Selon lui, le « parc optimum » serait de 45000 places. Il a noté que chaque année un million de personnes sont mises en cause pour un crime ou un délit. Il a parlé de la nécessité de mettre les prisons au cœur des débats présidentiels, et en ce qui concerne les chiffres (sa spécialité), il a noté avec amusement que plutôt que de chercher à chiffrer les programmes, tâche impossible et inintéressante, il fallait s’intéresser aux chiffres de la prison, car des solutions évidentes existent pour lutter contre la surpopulation notamment.

jeudi 15 mars 2007

Ouverture du dialogue

Nous voulons ouvrir une réflexion pluridisciplinaire sur le système pénal en Europe, et plus précisément sur la refonte de celui-ci. Il nous semble en effet que le système pénal actuel va à l'encontre de ses objectifs affichés, qui sont : la dissuasion, la protection, et l'intégration.

L'effet dissuasif de la peine tout d'abord est loin d'être atteint. Cet objectif de toute forme de droit n'a jamais empêché l'existence d'une criminalité. L'aspect dissuasif n'a jamais joué sur cette partie de la société que l'on appelle les "délinquants". La peine est considérée au mieux comme un "accident de travail", au pire comme un faire valoir.
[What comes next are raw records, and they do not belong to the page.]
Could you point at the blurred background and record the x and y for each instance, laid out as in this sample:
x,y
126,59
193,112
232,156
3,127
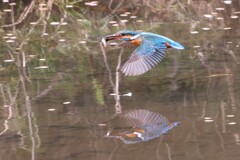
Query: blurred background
x,y
57,82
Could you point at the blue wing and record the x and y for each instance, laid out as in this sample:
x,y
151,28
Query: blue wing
x,y
151,51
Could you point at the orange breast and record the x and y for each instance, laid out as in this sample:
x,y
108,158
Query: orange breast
x,y
136,42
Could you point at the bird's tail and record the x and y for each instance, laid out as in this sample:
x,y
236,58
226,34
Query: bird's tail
x,y
176,45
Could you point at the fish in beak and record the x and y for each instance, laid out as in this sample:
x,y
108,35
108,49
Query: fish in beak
x,y
105,39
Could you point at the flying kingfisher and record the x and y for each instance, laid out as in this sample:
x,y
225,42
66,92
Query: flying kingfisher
x,y
146,125
151,49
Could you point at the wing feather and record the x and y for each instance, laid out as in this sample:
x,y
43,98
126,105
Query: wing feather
x,y
145,57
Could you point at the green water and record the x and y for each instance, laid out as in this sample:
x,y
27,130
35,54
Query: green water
x,y
56,85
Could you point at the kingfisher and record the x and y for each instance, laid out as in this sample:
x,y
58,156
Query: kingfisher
x,y
146,125
151,49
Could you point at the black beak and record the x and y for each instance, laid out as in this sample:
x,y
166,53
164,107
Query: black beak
x,y
107,38
111,37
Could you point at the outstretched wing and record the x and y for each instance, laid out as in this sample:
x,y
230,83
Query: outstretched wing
x,y
146,56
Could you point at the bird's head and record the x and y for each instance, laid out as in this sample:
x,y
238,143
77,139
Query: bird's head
x,y
123,35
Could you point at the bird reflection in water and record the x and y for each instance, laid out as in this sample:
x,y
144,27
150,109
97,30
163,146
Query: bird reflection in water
x,y
146,126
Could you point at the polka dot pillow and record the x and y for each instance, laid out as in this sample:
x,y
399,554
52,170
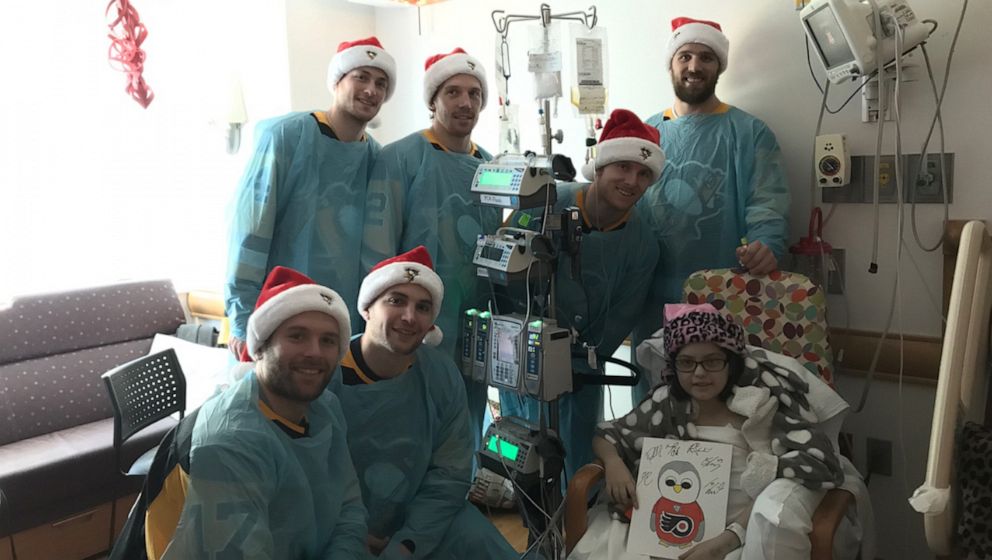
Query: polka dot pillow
x,y
975,481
La protection ensuite est un sujet d'actualité, et il semble là aussi que le sentiment d'insécurité persiste malgré la sévérité des peines. De plus, la peine est une réaction à posteriori, et donc elle ne représente aucune protection. Même les personnes considérées comme dangereuses ne peuvent être mises en prison toute leur vie.

L'intégration enfin, semble aussi pécher par son absence d'efficacité. Il est très difficile de trouver un emploi en sortant de prison, et le plus simple pour survivre alors semble être de retourner à la criminalité.

Le but de ce dialogue n'est pas de parvenir à des propositions concrètes, mais dans un premier temps de s'intéresser aux problématiques fondamentales, qui sont à la base de l'élaboration de toute règle de droit. Les problématiques qui vont nous intéresser dans un premier temps sont les suivantes : L'idée de peine, en quoi cette idée est naturelle, et quels problèmes elle pose. De même pour l'idée de crime : crime en soi, délimitation de la criminalité, crime et culture... Une réflexion sur les fondements qui gouvernent notre code pénal semble être à mener aussi.

Nous vous invitons à critiquer librement les écrits présents sur cette page, et à proposer d'autres pistes de réflexion, creuser les pistes proposées, et livrer vos analyses.